Are Trail Cameras Taking Away from the Experience?
We put a lot of trust in technology. People learn how to do things just from watching YouTube videos as opposed to going and figuring something out on their own. It is the information age we are in. There is value in getting dirty, though. Above, I mentioned how experience was the best teacher ever. Well, so is failure, but we are naturally afraid to fail. This fear keeps people from actually going and doing things. Like weighing the options of sitting a waterhole based off of camera pictures versus on the ground hunting knowledge. As if you would waste time getting out in the field on that water just based off of animal sign versus photos. Hunting is a roll of the dice and making things perfect is rarely in the cards.

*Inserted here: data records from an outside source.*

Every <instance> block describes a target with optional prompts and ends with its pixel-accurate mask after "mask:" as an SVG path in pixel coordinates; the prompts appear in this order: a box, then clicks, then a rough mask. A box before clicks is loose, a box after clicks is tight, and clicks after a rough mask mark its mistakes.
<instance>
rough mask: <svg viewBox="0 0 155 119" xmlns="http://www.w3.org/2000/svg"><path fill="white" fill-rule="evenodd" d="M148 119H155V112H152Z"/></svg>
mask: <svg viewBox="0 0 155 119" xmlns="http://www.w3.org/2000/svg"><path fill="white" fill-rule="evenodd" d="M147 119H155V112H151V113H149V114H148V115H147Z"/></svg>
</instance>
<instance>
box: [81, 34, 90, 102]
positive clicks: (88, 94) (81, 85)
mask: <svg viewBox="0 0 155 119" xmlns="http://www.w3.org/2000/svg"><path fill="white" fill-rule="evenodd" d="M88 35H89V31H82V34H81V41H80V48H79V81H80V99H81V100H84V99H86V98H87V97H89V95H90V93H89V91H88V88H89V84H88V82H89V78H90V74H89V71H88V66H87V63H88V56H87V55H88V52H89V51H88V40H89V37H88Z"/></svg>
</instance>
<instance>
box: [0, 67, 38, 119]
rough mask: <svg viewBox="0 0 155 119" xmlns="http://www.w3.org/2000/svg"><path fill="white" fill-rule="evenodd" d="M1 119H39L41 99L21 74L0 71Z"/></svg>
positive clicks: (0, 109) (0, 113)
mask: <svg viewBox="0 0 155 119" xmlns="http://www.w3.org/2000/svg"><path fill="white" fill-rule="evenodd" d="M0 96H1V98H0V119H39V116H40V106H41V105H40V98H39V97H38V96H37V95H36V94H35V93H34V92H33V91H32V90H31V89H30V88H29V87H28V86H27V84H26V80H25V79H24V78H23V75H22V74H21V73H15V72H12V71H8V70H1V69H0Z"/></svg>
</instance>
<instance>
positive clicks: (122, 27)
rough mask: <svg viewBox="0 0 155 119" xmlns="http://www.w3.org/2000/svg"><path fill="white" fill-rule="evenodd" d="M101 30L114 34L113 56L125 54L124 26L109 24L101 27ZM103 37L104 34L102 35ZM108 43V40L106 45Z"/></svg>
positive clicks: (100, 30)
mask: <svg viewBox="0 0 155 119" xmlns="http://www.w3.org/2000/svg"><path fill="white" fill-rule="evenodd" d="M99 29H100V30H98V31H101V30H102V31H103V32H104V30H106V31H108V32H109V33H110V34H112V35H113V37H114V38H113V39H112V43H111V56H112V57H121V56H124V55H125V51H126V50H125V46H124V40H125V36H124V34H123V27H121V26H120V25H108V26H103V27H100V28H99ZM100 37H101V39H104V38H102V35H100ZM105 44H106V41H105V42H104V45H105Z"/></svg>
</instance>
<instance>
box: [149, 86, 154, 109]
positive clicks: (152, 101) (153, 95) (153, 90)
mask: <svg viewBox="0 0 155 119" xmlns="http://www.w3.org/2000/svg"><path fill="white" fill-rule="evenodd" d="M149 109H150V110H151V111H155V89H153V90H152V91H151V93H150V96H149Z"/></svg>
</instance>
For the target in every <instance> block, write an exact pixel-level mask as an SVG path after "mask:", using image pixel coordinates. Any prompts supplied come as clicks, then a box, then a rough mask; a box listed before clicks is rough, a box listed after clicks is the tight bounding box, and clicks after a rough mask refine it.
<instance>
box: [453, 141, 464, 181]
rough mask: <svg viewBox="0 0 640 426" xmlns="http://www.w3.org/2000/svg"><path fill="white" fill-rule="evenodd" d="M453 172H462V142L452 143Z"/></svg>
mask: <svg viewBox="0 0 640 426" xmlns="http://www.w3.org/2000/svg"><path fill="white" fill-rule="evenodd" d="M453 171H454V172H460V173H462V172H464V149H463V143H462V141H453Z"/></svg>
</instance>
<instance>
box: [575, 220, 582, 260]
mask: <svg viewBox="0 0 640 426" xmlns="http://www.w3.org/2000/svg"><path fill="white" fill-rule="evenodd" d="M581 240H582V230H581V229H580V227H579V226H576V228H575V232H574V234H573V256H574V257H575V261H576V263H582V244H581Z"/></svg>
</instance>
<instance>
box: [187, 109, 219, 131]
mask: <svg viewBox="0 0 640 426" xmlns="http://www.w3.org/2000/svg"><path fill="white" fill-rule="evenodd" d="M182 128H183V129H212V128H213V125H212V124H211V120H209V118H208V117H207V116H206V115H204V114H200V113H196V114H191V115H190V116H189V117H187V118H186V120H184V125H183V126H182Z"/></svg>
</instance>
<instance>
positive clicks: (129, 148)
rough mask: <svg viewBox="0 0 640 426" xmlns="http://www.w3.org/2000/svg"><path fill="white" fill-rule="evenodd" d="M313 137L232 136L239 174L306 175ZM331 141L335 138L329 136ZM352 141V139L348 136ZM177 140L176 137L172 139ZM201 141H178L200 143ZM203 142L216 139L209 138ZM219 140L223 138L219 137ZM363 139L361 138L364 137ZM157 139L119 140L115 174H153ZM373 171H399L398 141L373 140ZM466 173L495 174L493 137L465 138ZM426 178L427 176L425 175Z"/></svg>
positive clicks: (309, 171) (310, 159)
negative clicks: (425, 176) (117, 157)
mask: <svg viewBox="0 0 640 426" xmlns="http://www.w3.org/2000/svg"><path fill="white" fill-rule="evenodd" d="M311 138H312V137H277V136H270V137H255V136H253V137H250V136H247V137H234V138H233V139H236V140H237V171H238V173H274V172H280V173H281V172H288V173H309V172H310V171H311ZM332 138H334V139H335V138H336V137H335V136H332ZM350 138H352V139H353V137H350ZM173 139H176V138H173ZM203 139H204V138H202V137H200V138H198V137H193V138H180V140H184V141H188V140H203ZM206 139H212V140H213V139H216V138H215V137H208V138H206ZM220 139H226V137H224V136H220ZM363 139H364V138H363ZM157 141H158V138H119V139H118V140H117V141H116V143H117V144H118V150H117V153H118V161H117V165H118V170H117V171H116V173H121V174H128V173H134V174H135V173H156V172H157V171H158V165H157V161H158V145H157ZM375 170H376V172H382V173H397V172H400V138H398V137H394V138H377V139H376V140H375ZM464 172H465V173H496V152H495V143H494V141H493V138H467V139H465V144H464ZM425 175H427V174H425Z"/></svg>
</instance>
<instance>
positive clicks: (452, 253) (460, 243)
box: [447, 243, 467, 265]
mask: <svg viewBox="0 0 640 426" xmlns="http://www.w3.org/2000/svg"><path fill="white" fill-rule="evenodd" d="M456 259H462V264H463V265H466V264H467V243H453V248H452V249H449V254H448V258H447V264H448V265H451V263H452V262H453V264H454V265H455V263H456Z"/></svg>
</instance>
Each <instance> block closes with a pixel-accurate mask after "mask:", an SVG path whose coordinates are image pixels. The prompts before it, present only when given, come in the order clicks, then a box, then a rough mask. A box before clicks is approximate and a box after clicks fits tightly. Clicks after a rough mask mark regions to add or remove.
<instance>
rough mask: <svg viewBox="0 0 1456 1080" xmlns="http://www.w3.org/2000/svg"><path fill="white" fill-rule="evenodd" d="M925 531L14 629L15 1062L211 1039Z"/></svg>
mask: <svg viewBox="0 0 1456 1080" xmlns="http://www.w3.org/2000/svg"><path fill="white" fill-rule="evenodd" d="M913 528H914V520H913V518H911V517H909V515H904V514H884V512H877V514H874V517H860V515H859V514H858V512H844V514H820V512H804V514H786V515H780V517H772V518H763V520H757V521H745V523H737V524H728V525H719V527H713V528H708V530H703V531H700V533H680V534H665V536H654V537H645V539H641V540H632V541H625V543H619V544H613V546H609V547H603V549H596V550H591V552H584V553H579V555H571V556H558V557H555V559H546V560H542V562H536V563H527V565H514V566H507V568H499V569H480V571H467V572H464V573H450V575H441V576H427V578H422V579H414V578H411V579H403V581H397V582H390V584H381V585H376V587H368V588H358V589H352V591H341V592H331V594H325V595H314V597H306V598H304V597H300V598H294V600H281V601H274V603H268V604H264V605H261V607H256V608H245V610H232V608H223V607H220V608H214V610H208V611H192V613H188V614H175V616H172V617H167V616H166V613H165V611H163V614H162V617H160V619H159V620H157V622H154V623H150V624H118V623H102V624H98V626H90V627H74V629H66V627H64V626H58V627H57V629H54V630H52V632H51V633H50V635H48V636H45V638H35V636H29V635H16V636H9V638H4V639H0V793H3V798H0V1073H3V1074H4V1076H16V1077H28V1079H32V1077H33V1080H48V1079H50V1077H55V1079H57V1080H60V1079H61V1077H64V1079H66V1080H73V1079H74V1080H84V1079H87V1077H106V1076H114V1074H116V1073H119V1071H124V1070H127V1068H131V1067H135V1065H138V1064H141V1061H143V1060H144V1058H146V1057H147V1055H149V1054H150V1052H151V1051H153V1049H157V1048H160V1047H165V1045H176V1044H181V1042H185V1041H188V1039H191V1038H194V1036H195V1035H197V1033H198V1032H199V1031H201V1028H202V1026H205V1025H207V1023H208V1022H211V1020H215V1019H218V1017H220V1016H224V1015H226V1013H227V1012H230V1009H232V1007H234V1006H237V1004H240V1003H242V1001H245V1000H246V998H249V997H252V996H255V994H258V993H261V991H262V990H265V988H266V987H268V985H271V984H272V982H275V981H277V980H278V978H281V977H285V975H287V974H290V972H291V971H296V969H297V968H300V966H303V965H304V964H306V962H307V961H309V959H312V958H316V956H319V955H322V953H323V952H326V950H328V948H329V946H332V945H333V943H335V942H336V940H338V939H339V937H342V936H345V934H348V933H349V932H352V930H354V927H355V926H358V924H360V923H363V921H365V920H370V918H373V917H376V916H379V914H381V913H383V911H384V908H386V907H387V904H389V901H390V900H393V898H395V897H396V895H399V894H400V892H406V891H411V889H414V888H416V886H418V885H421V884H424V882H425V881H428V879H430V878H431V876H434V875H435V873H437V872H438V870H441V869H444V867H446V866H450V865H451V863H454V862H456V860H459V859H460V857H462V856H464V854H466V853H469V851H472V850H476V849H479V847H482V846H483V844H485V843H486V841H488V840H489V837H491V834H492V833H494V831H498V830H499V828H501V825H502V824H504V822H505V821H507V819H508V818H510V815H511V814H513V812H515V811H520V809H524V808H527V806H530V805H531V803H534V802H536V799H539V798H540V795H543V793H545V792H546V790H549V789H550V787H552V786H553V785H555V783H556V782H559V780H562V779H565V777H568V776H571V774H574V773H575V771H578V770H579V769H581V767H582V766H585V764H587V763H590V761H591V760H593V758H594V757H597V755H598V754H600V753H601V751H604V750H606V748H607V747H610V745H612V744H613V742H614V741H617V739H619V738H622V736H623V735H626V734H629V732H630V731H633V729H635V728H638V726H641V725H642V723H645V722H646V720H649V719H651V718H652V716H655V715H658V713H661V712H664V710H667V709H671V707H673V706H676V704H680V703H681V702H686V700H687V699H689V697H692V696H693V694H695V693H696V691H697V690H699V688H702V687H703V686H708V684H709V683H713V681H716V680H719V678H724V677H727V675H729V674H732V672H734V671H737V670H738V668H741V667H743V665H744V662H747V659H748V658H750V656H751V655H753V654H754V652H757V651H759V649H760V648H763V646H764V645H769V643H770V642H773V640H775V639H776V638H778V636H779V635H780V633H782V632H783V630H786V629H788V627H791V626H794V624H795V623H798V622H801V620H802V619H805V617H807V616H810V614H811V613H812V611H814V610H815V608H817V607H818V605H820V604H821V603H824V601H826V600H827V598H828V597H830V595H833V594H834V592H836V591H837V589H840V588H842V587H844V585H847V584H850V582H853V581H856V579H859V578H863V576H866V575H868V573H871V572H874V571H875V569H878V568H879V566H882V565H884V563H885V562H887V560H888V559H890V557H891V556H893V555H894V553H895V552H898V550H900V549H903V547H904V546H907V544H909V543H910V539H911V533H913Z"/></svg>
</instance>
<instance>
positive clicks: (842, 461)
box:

You will fail absolutely, which is all part of the experience. These are the lessons that shape us into the hunters we are and what we’ll become. Then again, trail cameras might not offer the experience I’m talking about above, but they do offer an experience. Just a different one.
Once we saw those mule deer in that desert wash, we just stopped and watched. There wasn’t a weapon in our hand, just our curiosity. That was the driving factor. A drive to learn about the animals in the area by way of sweat equity. These little walks were always something that I looked forward to as a kid and I still do to this day as a grown man.
In the end, and in the right hands, trail cameras are fantastic learning tools. They add to the ever-evolving toolbox of the modern hunter. I certainly get a kick out of running trail cameras. Like I said, it’s just plain fun to do so. However, there are many other tools that should be in that toolbox — ones that shouldn’t be ignored if you ask me. Glassing, stalking, reading animal sign and animal behavior are just a few. Take stock and invest in your hunting knowledge. A person can only tell and learn so much from an SD card.